How and Why Publicly Available Information Is Used

Bruce R. Wilkins
Author: Bruce R Wilkins, CISA, CRISC, CISM, CGEIT, CISSP
Date Published: 11 August 2021

Tips of the Trade

There are thousands of servers on the Internet ready to satisfy any data request that one might have. Although the Internet is commonly divided between the open web, the deep web and the dark web, only the open and deep webs coexist on the same infrastructure. The dark web, which will be explored in a forthcoming article, exists on an entirely separate network.

Originally designed and implemented by the US military as a science and technology project, the open and deep webs are used every day. Since the inception of its original 12 routers, the Internet has become incredibly complex. However, it is important to remember that, at its core, it is simply a large wide area network (WAN) with select organizations at the top of the network architecture providing some degree of calm and discipline to the chaos by managing its multiplex layers and Internet Protocol (IP) addresses. People who use the network are hosted in user communities connected to the Internet’s WAN. Such user communities may consist of Internet service providers, cloud providers or other types of enterprises conducting online sales or marketing, or merely informing everyone of their existence. These technologies, along with your connected computer, comprise the Internet. 

There is a whole community of people who have moved from being users of the Internet to consumers of the Internet. This consumption or harvesting of data has increased in popularity for a wide range of data mining purposes. These efforts are targeted at publicly available information (PAI), which is found on social media platforms and commercial websites. This information can be used to determine everything from a product’s quality and availability to the best times to go to the emergency room to when a government may be overthrown to who likes you—and who does not.

There are copious amounts of technical papers that have been written about harvesting the web, or as it is often referred to, using the web as a sensor. Woefully, not every topic can be examined here, but the following are some of the most important things to remember about the subject:

  • PAI exists on more than social media. It is also collected by commercial sites used to sell goods and services, and sites that provide the status of shipping, product inventory, medical beds, oil reserves and more.
  • Social media is a subset of PAI. Most people consider social media to consist of protected sites that require a login. However, all social media sites I am aware of do 1 of 2 things (some do both):
    1. They provide programming interfaces that allow one to access all accounts and their associated data, or at least some subset of the accounts without authentication. In some cases, payment is required based on data usage.
    2. They sell user data. One has no say in what is done with their data, since one does not have an expectation of privacy. In short, this is the cost of a free service. It is not common for sites to outright sell the raw data because it is viewed as a corporate asset. It is more likely they will sell statistical data, or second order data, based on their raw data. Some data could also come back to haunt users in the form of unsolicited advertisements.
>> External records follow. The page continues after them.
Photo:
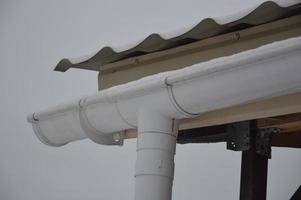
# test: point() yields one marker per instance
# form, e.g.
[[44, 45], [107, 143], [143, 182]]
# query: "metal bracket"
[[243, 135], [264, 140], [239, 135]]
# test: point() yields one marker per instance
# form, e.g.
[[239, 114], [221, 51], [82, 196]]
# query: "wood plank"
[[223, 45]]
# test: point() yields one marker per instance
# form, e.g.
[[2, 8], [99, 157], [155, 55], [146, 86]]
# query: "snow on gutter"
[[268, 71]]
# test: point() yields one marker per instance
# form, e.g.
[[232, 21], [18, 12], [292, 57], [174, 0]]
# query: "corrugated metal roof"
[[209, 27]]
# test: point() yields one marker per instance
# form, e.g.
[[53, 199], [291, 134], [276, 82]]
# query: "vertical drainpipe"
[[156, 145]]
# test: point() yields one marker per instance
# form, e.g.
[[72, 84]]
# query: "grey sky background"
[[34, 36]]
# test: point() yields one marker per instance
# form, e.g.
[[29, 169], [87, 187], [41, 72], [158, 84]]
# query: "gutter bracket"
[[242, 135]]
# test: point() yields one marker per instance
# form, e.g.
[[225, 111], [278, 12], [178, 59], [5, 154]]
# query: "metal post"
[[156, 144], [254, 168]]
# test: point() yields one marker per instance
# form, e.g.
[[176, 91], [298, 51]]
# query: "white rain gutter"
[[153, 103]]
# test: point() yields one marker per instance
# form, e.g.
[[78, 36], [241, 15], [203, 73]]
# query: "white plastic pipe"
[[153, 102], [156, 144], [268, 71]]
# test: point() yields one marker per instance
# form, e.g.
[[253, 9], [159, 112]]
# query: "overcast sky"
[[34, 36]]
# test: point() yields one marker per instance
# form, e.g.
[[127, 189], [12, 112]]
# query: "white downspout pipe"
[[156, 145], [151, 104]]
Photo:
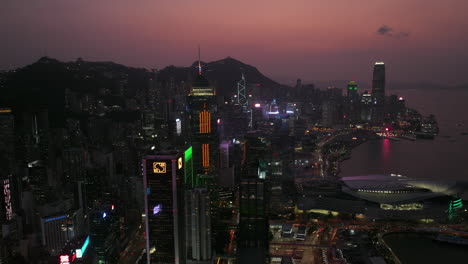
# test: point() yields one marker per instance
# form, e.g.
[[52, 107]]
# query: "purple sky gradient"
[[308, 39]]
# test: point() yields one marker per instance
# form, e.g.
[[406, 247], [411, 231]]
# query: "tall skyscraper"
[[352, 92], [378, 93], [352, 106], [203, 116], [253, 223], [378, 83], [198, 225], [164, 199]]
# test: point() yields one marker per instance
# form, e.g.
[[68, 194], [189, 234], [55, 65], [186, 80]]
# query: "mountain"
[[223, 74]]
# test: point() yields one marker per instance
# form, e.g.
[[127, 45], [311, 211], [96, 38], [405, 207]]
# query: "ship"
[[429, 128], [452, 239]]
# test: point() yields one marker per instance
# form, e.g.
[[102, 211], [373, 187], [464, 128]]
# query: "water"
[[416, 248], [445, 157]]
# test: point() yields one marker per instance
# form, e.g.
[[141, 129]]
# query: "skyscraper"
[[203, 116], [352, 92], [164, 198], [378, 83], [378, 92], [352, 106]]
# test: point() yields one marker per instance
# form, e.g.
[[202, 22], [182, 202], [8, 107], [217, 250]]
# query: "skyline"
[[312, 41]]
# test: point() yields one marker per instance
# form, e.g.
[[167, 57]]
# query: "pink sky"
[[308, 39]]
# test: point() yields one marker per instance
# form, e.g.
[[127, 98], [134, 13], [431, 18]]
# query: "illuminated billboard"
[[7, 199], [81, 251], [163, 177], [188, 165]]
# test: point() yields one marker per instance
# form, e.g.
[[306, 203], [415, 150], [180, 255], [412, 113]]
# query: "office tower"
[[352, 92], [7, 140], [226, 166], [378, 93], [56, 231], [352, 105], [163, 177], [198, 225], [104, 233], [378, 83], [330, 113], [203, 116], [366, 106], [253, 224]]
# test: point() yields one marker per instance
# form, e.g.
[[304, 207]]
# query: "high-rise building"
[[203, 116], [253, 223], [378, 83], [198, 225], [7, 139], [56, 232], [352, 105], [366, 106], [378, 93], [164, 207], [352, 92], [104, 229]]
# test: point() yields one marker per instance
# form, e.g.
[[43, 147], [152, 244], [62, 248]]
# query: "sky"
[[419, 40]]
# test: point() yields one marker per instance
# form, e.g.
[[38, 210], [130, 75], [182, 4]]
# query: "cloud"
[[388, 31]]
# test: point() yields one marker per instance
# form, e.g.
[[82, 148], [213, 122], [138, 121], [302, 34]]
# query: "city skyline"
[[311, 41]]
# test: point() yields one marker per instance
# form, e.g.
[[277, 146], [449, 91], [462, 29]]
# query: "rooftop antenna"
[[199, 63]]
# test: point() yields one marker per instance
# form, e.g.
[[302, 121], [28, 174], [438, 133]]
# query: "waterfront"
[[420, 248], [442, 158]]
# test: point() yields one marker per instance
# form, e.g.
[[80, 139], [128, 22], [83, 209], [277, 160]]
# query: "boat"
[[407, 137], [452, 239], [429, 128]]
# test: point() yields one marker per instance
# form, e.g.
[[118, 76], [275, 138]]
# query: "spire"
[[199, 63]]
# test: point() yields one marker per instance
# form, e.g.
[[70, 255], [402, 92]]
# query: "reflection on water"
[[416, 248], [385, 150], [442, 158]]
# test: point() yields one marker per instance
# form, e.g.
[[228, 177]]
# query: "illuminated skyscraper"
[[352, 106], [203, 116], [378, 83], [164, 200], [352, 92]]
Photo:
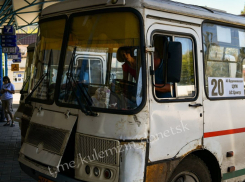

Data collected from people on the web participating in social media or commerce is far more accurate and complete than the census conducted by the US government.
  • For the most part, individuals are users of PAI. To leverage its potential, one must become a consumer of the PAI. This involves some programming, but mostly a better understanding of the characteristics of each type of website (e.g., what types of data are stored? Who visits the sites? What the data life is for that site?). It also requires cloud storage and several large servers to hold the quantity of data required to feed the analytics that have been written. In addition, one may need to dive into artificial intelligence (AI), or at least deep learning techniques, to become a PAI consumer.
  • Before trusting a given website, one should research it. What organization owns the website? Where is it physically located? Who has invested in the website? Certain governments do not recognize intellectual property (IP) rights, which could impact the ability of, for example, a website located in one country to legally send information to the owners of a website located in another country. These circumstances are especially prevalent with collaboration sites that are physically located in the United States, but owned outside the country.

There are hundreds of applications that can be built to capture data and turn them into meaningful information. However, some precautions should be taken. Bots are everywhere. They are based on the latest heuristics and can take a product or perspective and distort it to make it more advantageous or less attractive. A single bot can manage up to a thousand bots, all of them able to publish comments or ratings that greatly distort reality. In some areas of the world, bots have skewed reality to such a degree that PAI cannot be trusted.

Finally, when evaluating a source of information for accuracy and credibility, consider the physics of a website. It is difficult to convey the meaning of life in 126 characters. People tend to comment on negative events rather than positive ones. Censoring removes a given perspective. So, when an application is written to communicate the sentiment of a nation and its population, or whether a product is good or bad, it is important to remember the source.

Bruce R. Wilkins, CISA, CRISC, CISM, CGEIT, CISSP, is the chief executive officer of TWM Associates Inc. In this capacity, Wilkins provides his customers with secure engineering solutions for innovative technology and cost-reducing approaches to existing security programs.